If you decide to keep the house as a rental, be prepared for a long holding period. For example, I own two rental properties that I bought back in 1989 and 1990 when the housing market was hot. The housing market then cooled off during the early ’90s and the value of those rental properties did not appreciate very much at all for several years. Then we had two hot housing markets in the late ’90s and the mid-2000s, and today those two rental properties are worth three times the price that I paid for them, even after the recent decline in home values.

If I had sold them after a few years, I would have made a very small profit. So real estate works best as a long-term (10 years or more) investment. And keep in mind that home prices are still relatively high, so don’t count on doubling your home’s value even if you hold it for 10 years. We could be in for a very long, very flat housing market for the next decade or more.

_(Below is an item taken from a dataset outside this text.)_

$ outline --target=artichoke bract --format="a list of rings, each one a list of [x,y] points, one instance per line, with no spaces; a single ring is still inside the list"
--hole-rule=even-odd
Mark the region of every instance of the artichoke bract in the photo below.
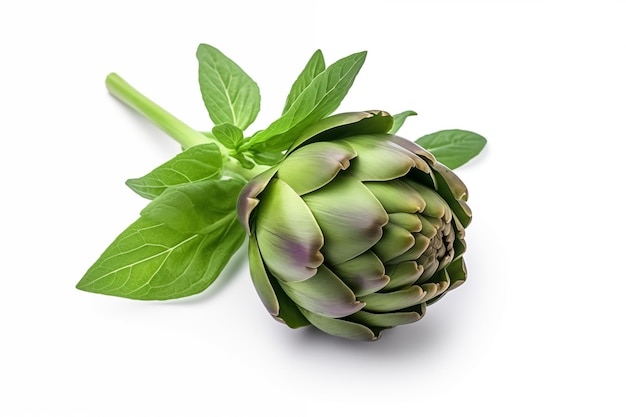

As for tax deductions, I am not a big fan of buying real estate as a “tax write-off.” The tax benefits are nice, but they should not be your primary reason for buying or holding a rental property. Too many people rationalize holding onto a money-losing property because “it’s a good tax write-off.” In my opinion, you should never buy (or hold) a rental property unless it is at least breaking even. If you don’t have enough rental income to cover all of your expenses, you are just throwing good money after bad and hoping that home price appreciation will bail you out in the future. In the current housing market, I think that is a very risky gamble. If it takes 10 years or more for the housing market to recover, your rental property better be paying for itself — and preferably generating a positive monthly cash flow — during the holding period.

I hope this gives you some ideas to discuss with your husband to make a decision. As I said above, there is no right answer. You just have to find the solution that best fits your financial needs and goals.